PROCESSUAL CIVIL. APELAÇÕES CÍVEIS. CONSUMIDOR. AÇÃO DECLARATÓRIA DE INEXISTÊNCIA DE DÉBITO C/C PEDIDO DE TUTELA ANTECIPADA, REPETIÇÃO DO INDÉBITO E CONDENAÇÃO EM DANOS MORAIS. AUSÊNCIA DE COMPROVANTE DE TRANSFERÊNCIA DO VALOR DO EMPRÉSTIMO. SÚMULA 18 DO TJ/PI. AUSÊNCIA DE CONTRATO VÁLIDO. RESTITUIÇÃO EM DOBRO. DANOS MORAIS. QUANTUM PROPORCIONAL. SENTENÇA PARCIALMENTE REFORMADA. 1. De início, convém ressaltar que o Código de Defesa do Consumidor, em seu art. 3º, § 2º, considera “serviço”, para efeitos de definição de fornecedor, qualquer atividade fornecida no mercado de consumo, mediante remuneração, inclusive as de natureza bancária, financeira, de crédito e securitária. 2. Da análise dos autos, verifica-se que a Instituição Financeira deixou de se desincumbir do ônus probatório que lhe é imposto, já que não apresentou comprovante de depósito dos valores supostamente creditados à parte autora. 3. Resta, assim, afastada a perfectibilidade da relação contratual, ensejando a declaração de sua inexistência, bem como a condenação da Instituição Financeira à repetição em dobro do indébito (art. 42, parágrafo único, do CDC), devendo a Sentença a quo ser mantida nesse ponto. 4. Quanto aos danos morais, por tratar-se de relação consumerista, admite-se a incidência da responsabilidade objetiva prevista no art. 14, do CDC. De tal constatação surge como consequência, que para que haja o dever de indenizar, basta apenas a demonstração de que a atitude da Instituição Financeira possui nexo causal com os danos experimentados pela parte autora. 5. Dessa forma, tendo em conta o caráter pedagógico da indenização, e atento à vedação do enriquecimento sem causa, entendo que a quantia de R$ 3.000,00 (três mil reais) é adequada para mitigar o desconforto por que passou a 1ª Apelante e propiciar o disciplinamento da Instituição Bancária. 6. Sentença parcialmente reformada. ( Processo: 0804086-70.2021.8.18.0065, 4ª Câmara Especializada Cível, Relator: ANTÔNIO SOARES DOS SANTOS, Publicação: 23/10/2024


Acerca da alegação de omissão da Atora quanto , aos juros e correção legais deverá ser realizada conforme abaixo:

  

Dos juros e correção monetária

Nos contratos de empréstimo consignado, a responsabilidade civil decorrente de inadimplemento contratual ou prática ilícita atrai a incidência das normas gerais previstas pelos arts. 389, parágrafo único e 406, §1º, do Código Civil, bem como a aplicação das súmulas do Superior Tribunal de Justiça (STJ), que determinam o marco inicial de sua incidência.

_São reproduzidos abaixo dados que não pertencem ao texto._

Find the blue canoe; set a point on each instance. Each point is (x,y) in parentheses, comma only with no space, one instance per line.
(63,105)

Como é cediço, nos termos do art. 389, parágrafo único, do Código Civil, alterado pela Lei nº 14.905/2024, a atualização monetária de obrigações civis deve seguir, salvo estipulação em contrário, o Índice Nacional de Preços ao Consumidor Amplo – IPCA, apurado e divulgado pelo IBGE. Já o art. 406, § 1º, do Código Civil, em sua nova redação, estabelece que os juros moratórios, quando legais, deverão ser regidos pela taxa SELIC, deduzido o IPCA, conforme metodologia a ser estabelecida pelo Conselho Monetário Nacional e aplicada pelo Banco Central, frisando-se que esta aplicação somente deve ocorrer enquanto não houver incidência concomitante com a correção monetária.

Com efeito, tratando-se a taxa SELIC de um índice composto que engloba ambos os encargos, a partir do momento em que houver a incidência cumulativa de juros e de correção monetária, aplica-se a taxa SELIC integralmente, sem nenhuma dedução.

Da interpretação sistêmica dos referidos preceitos normativos, bem como com base na jurisprudência consolidada do Superior Tribunal de Justiça sobre a temática, conclui-se que, no tocante aos encargos de atualização, o valor arbitrado a título de danos morais deverá ser acrescido:

(i) desde a data do evento danoso, com juros de mora, devendo incidir a taxa SELIC, deduzido o IPCA (art. 406, parágrafo único, do Código Civil e súmula 54 do STJ);

(ii) a partir do arbitramento/sentença, com correção monetária e juros moratórios, passando a incidir, desde então, a taxa SELIC integralmente (art. 389, parágrafo único, do Código Civil e súmula 362 do STJ).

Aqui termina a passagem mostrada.